In conclusion, we propose that a BCI based holistic, personalized, longitudinal rehabilitation plan which targets motor, cognitive and affect deficits all at once may be the future of post-stroke rehabilitation.

7. Conclusions

In this paper, we present a non-exhaustive review of recent studies on stroke rehabilitation specifically in motor, cognitive and affect domains. BCI-based rehabilitation has been most widely used to address motor impairments after stroke and have shown to outperform most conventional forms of treatment. Post-stroke cognitive training using BCI has also shown encouraging results. Furthermore, self-regulation of brain waves has been seen to influence the mood-profile of stroke patients. Neuroimaging evidence for functional and structural changes accompanying clinical improvements following BCI-based rehabilitation suggest that BCI-based intervention promote restorative neuroplasticity.
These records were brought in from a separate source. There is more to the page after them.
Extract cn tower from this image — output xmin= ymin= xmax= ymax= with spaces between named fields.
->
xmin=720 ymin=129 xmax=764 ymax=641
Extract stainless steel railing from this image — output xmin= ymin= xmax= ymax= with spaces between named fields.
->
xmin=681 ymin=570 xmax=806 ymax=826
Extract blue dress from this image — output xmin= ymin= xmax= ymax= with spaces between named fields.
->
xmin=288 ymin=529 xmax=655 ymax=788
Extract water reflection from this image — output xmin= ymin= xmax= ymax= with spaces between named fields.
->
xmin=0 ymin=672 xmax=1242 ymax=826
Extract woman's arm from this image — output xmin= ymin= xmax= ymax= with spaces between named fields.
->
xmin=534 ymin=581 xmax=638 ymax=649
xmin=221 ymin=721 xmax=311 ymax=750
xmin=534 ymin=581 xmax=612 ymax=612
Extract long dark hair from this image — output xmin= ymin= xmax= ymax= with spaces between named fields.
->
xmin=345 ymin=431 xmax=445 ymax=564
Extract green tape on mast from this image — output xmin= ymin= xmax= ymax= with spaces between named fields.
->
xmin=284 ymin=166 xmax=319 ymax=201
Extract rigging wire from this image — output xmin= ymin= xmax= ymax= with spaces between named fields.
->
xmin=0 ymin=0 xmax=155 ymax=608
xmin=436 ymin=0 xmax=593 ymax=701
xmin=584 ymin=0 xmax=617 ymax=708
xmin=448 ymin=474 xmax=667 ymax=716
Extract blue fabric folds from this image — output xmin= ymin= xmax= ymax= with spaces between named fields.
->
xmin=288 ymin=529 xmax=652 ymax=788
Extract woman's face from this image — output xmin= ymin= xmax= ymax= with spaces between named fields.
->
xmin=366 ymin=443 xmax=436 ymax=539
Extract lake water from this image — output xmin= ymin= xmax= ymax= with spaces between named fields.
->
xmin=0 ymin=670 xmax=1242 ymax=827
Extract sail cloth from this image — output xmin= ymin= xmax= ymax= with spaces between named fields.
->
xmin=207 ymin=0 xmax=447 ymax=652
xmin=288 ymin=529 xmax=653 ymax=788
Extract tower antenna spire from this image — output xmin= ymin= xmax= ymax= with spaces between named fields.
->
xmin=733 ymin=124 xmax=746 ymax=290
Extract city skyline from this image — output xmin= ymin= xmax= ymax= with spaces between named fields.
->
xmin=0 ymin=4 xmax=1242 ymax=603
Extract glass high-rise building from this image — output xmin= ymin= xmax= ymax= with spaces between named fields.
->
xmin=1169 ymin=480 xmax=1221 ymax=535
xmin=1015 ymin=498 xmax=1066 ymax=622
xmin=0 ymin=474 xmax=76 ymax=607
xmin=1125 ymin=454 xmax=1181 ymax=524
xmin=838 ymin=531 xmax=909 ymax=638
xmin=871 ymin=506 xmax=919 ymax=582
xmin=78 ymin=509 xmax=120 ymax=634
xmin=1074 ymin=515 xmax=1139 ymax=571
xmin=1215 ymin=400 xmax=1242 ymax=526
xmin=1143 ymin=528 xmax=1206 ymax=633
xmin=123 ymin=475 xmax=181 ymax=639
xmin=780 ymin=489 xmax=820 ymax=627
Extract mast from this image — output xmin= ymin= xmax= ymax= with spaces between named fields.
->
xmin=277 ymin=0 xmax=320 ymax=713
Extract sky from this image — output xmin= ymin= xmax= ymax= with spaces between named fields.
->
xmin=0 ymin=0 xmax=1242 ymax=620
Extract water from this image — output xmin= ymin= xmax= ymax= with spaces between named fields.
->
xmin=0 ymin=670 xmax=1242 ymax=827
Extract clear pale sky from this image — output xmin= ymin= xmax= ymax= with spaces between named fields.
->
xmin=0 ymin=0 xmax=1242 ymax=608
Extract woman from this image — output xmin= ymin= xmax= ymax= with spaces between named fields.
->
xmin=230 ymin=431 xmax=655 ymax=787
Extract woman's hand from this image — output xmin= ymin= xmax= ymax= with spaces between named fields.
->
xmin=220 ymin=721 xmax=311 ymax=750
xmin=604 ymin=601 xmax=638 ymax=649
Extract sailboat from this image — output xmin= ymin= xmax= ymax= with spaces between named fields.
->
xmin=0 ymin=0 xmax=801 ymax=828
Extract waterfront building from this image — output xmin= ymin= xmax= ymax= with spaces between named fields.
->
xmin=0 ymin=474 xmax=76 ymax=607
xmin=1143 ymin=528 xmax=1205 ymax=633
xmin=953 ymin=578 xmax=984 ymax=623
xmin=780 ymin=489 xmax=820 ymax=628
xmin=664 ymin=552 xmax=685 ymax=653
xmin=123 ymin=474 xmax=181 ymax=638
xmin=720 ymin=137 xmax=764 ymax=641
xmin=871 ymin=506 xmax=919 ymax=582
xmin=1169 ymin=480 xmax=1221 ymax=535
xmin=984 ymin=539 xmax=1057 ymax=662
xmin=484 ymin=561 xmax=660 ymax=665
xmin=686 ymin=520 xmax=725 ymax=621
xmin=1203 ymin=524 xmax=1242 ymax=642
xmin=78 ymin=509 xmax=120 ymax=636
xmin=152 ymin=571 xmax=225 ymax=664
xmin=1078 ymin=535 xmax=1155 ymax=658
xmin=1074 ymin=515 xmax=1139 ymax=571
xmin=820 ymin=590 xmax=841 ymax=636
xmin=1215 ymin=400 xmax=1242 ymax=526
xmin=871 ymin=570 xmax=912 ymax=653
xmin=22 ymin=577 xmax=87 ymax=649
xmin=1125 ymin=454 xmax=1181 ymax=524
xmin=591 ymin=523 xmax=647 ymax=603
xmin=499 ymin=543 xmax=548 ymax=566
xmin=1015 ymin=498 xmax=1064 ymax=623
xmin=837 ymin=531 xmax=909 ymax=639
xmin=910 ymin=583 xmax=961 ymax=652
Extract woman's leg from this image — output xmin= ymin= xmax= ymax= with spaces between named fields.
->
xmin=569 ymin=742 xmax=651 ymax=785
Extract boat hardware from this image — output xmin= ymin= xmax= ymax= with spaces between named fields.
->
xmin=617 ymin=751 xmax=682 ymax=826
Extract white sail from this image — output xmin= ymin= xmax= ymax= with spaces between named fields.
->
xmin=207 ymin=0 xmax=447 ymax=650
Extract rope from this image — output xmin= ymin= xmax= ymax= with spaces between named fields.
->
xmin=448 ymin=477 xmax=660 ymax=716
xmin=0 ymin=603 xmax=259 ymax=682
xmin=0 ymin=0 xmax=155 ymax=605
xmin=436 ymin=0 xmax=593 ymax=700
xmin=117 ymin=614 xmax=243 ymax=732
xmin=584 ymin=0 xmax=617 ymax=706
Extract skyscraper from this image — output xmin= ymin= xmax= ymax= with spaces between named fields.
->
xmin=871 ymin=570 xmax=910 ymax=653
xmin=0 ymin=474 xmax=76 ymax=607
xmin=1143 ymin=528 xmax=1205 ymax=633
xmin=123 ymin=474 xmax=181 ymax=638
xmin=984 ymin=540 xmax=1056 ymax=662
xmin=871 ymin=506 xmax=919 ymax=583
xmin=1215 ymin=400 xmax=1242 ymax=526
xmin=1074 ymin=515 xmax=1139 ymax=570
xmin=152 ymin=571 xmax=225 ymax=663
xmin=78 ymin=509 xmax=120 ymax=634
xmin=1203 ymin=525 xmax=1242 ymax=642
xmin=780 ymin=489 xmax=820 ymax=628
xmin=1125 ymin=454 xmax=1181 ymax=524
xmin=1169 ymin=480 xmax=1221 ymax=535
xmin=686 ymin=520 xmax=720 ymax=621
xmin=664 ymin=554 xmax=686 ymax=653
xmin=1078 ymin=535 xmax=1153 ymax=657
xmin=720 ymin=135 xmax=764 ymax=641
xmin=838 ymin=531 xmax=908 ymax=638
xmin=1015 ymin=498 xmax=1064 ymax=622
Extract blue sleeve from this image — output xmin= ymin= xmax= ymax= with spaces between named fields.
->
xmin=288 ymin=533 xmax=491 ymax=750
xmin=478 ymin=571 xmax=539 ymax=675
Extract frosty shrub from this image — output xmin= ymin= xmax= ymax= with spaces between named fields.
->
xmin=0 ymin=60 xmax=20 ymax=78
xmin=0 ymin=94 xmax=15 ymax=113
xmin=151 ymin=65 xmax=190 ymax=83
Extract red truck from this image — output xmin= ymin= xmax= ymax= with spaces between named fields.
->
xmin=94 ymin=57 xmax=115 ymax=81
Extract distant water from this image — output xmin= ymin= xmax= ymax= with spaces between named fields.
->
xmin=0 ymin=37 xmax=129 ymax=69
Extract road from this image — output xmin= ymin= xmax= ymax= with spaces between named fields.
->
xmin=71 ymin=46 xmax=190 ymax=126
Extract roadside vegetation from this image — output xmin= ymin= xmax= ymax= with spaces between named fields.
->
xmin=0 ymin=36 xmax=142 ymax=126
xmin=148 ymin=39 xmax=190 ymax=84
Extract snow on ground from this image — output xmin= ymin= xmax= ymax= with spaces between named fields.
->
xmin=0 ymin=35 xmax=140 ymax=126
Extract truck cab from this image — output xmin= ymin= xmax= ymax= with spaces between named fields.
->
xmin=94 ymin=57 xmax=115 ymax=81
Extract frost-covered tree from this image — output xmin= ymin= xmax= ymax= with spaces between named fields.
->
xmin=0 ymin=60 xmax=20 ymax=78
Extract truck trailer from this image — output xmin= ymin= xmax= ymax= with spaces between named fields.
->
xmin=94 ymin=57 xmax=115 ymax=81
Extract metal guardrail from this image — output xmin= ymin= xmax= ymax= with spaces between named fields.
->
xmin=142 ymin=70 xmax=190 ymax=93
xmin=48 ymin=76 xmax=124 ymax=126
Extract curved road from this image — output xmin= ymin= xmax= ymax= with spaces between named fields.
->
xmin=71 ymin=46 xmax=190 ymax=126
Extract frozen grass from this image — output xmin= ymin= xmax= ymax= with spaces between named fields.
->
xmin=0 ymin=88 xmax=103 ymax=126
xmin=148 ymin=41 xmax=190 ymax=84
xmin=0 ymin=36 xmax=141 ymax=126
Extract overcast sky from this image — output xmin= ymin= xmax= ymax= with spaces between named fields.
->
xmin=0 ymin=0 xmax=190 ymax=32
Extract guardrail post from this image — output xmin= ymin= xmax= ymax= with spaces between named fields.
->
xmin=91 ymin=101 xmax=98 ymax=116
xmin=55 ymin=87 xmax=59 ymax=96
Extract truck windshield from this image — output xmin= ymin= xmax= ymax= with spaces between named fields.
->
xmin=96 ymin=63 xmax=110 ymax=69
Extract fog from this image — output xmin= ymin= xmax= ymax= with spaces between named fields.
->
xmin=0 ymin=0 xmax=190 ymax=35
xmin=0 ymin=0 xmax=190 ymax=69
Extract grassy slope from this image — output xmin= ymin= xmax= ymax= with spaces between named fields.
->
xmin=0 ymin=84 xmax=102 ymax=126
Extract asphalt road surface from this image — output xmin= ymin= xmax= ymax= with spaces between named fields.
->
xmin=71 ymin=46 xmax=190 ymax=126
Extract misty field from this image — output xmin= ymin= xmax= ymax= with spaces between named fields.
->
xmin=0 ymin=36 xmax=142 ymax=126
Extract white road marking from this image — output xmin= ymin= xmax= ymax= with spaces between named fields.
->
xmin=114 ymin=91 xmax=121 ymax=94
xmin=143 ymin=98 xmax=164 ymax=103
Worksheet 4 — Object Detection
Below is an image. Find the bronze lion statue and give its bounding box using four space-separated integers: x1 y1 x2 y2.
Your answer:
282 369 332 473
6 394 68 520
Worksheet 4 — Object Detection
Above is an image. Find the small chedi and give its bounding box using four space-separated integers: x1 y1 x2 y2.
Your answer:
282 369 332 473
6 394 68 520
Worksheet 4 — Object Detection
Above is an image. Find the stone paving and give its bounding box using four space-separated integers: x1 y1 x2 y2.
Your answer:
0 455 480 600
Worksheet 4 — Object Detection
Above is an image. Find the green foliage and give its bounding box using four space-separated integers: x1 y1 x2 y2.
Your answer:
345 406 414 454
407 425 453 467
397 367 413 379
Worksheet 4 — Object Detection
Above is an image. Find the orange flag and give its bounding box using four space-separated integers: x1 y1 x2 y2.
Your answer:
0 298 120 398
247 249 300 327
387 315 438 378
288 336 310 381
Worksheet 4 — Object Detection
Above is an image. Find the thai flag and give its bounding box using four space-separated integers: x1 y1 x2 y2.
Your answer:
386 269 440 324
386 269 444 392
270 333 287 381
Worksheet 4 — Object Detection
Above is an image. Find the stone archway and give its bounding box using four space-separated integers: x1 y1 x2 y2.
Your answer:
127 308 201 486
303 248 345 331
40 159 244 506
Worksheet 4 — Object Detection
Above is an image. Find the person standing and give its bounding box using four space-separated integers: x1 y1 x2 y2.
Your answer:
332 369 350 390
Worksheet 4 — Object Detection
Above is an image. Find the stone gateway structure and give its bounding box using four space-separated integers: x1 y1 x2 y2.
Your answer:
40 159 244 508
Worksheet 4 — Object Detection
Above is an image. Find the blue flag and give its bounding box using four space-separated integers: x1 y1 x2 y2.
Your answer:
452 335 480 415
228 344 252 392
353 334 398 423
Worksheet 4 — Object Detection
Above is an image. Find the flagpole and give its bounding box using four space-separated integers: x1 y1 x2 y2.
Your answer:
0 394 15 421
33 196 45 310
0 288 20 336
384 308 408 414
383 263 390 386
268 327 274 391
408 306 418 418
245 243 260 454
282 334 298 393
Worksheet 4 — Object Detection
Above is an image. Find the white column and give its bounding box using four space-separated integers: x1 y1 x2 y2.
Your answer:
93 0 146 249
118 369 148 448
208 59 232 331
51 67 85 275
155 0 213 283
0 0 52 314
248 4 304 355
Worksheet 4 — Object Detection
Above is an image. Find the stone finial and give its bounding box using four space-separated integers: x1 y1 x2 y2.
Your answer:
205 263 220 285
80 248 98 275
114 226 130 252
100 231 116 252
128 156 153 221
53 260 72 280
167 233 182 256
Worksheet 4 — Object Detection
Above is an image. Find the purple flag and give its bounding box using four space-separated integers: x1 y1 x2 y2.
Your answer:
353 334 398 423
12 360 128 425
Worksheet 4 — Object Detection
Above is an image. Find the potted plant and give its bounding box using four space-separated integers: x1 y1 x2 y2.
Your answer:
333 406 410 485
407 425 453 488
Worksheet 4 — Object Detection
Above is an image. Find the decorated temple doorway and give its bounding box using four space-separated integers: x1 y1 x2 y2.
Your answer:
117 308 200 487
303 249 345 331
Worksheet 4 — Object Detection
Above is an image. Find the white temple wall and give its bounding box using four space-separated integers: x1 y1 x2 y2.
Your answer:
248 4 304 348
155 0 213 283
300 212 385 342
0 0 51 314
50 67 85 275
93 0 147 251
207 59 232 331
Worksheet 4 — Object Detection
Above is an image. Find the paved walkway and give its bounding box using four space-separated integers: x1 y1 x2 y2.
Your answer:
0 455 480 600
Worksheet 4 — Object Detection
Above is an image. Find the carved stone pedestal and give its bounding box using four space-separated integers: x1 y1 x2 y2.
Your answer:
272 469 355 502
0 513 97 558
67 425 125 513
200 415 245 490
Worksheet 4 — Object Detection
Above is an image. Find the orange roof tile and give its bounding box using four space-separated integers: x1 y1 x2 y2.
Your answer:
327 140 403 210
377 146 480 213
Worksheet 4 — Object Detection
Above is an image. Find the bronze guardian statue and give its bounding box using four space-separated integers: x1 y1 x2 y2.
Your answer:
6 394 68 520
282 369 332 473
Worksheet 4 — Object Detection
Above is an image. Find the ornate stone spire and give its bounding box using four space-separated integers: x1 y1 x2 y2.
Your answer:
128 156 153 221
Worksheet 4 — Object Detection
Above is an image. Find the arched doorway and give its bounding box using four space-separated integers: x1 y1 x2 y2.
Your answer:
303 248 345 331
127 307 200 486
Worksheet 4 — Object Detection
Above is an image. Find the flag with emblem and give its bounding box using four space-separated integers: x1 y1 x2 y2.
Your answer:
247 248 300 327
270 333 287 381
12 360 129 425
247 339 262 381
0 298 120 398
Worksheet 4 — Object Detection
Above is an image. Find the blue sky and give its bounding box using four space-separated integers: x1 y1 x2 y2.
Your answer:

More importantly, the cross-modal influence of functional recovery has been observed across motor, cognitive and affect domains. Therefore, building on the evidence accumulated, we propose a holistic, all-inclusive treatment for stroke targeting motor, cognitive and affect functions. Considering that all the stroke-induced impairments originate from the brain, a BCI-centric approach may thus be the most appropriate and feasible modality to carry out such a holistic rehabilitation program. Furthermore, we recommend that an all-inclusive battery of clinical and neurophysiological assessments be carried out to comprehensively profile and develop a personalized rehabilitation program.